Gilbert Edgar Jose (1 November 1898 – 27 March 1942) was an Australian surgeon and first-class cricketer who played for South Australia. He died whilst a prisoner of war in Changi Prison during World War II.

Early life
Jose was born in Taizhou, China, where his father, George Jose, worked as a CMS missionary.

Back in Australia, Jose attended St Peter's College in Adelaide.

Cricket career
Jose made his first-class debut for South Australia in the 1918/19 season, against Victoria at the Melbourne Cricket Ground. He scored a pair, run out without scoring in the first innings and bowled for 0 by Ted McDonald in his second innings. Although he only batted in the lower order, Jose wasn't called on to bowl in the match.
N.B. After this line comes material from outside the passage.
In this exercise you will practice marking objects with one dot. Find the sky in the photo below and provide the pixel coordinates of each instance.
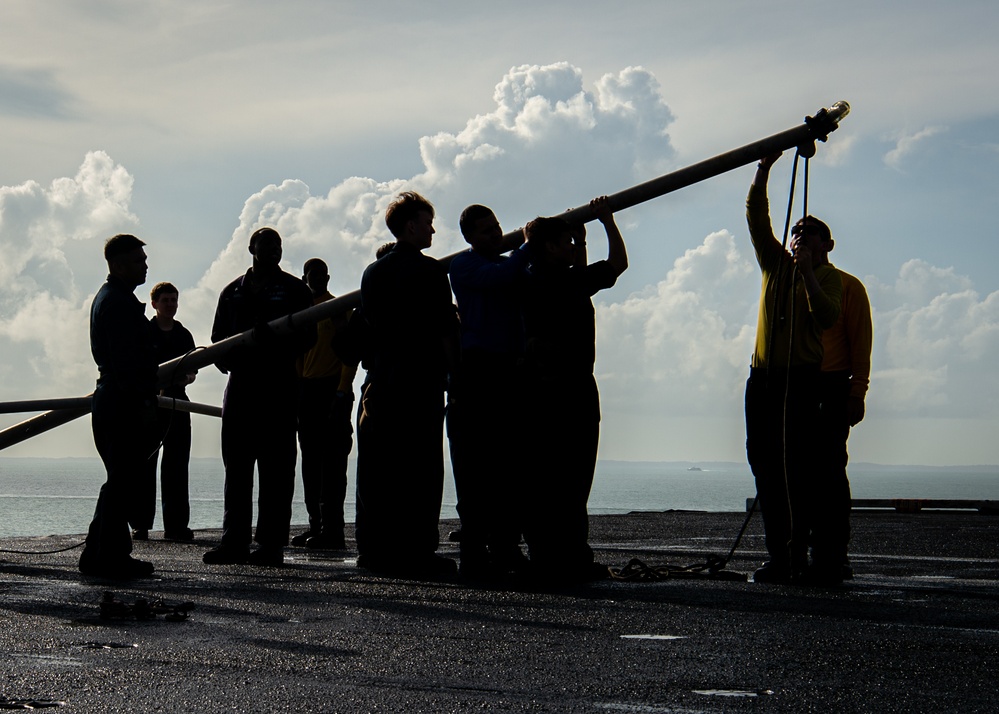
(191, 124)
His second first-class appearance came in 1920/21, at the Adelaide Oval, against the touring Marylebone Cricket Club. He came in at six in the batting order and scored 16 in his first innings. Promoted up the order to five in the second innings, Jose scored just two.

Military service
Jose, a Fellow of the Royal Australasian College of Surgeons, served with the Australian Army Medical Corps in World War II. A Major, he was assigned to the 10th Australian General Hospital and was taken prisoner by the Japanese. He was kept as a prisoner of war in Changi, Singapore and died from dysentery on 27 March 1942.

Family
He had two brothers, Ivan Bede Jose and Wilfrid (commonly misspelled Wilfred) Oswald Jose, who both served in the first World War. Ivan was awarded a Military Cross and was later the Chief Surgeon at the Royal Adelaide Hospital. Wilfrid was killed in action in Noreuil, France in April 1917.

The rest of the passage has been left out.